Spread across seven hills above a branch of the Regnitz river, Bamberg earned the nickname "Franconian Rome" for the way its churches and palaces crown the high ground much as basilicas do in the Italian capital. This Upper Franconian city of around 77,000 people holds one of the largest intact historic centres in Germany, with more than 1,300 listed buildings, and its old town was inscribed on the UNESCO World Heritage List in 1993.

The heart of the ensemble is the island town, where the Altes Rathaus, the old town hall, stands midstream on its own tiny island, reached by bridges and covered in vivid frescoes. Below it, a row of former fishermen's cottages along the water has long been called Klein-Venedig, or Little Venice.

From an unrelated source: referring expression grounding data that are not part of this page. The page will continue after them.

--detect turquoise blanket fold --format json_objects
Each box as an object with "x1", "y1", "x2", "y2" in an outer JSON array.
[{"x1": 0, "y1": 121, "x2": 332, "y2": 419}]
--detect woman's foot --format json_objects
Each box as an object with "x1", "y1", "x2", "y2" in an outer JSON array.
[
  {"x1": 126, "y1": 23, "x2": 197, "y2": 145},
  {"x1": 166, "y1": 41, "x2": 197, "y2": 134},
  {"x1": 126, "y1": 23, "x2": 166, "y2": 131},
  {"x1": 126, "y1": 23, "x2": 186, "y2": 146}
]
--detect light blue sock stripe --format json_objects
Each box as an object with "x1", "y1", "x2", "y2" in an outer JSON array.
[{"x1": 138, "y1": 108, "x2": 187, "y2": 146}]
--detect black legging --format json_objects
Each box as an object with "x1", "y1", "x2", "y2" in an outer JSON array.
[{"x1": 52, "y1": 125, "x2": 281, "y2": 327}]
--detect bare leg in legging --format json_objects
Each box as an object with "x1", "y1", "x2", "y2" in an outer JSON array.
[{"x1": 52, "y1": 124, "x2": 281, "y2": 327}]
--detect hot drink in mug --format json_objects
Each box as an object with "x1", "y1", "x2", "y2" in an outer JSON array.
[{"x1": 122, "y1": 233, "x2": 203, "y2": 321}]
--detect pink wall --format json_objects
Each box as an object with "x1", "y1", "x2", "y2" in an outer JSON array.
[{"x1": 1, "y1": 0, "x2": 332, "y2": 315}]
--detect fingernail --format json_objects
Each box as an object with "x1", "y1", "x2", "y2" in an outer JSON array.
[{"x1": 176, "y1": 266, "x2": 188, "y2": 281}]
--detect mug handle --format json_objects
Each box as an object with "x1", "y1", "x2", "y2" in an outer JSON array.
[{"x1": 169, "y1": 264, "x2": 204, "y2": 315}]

A thousand years of emperors and prince-bishops

Bamberg's rise began in 1007, when Emperor Henry II made it the seat of a new bishopric and a centre of imperial power intended to rival the great cities of the age. The four-towered Cathedral, a meeting of Romanesque and early Gothic, holds the tomb of Henry II and his wife Kunigunde - both later canonised - along with the enigmatic equestrian statue known as the Bamberg Horseman. Around the Domplatz rise the medieval Alte Hofhaltung and the baroque Neue Residenz, and the abbey of St. Michael looks down from its own hill. For nearly eight centuries prince-bishops governed the city, and their patronage left the dense layering of styles that UNESCO recognised.

Across the hills, glass in hand

The three historic quarters reward unhurried walking: the cathedral hill (Bergstadt), the merchants' island town, and the Gärtnerstadt of market gardeners whose plots still survive within the city. Bamberg is also a capital of beer, famous for the dark, smoky Rauchbier poured at historic breweries such as Schlenkerla, in operation since the sixteenth century. Sitting roughly 60 kilometres north of Nuremberg with fast rail links, the city serves as an unhurried base for exploring Upper Franconia.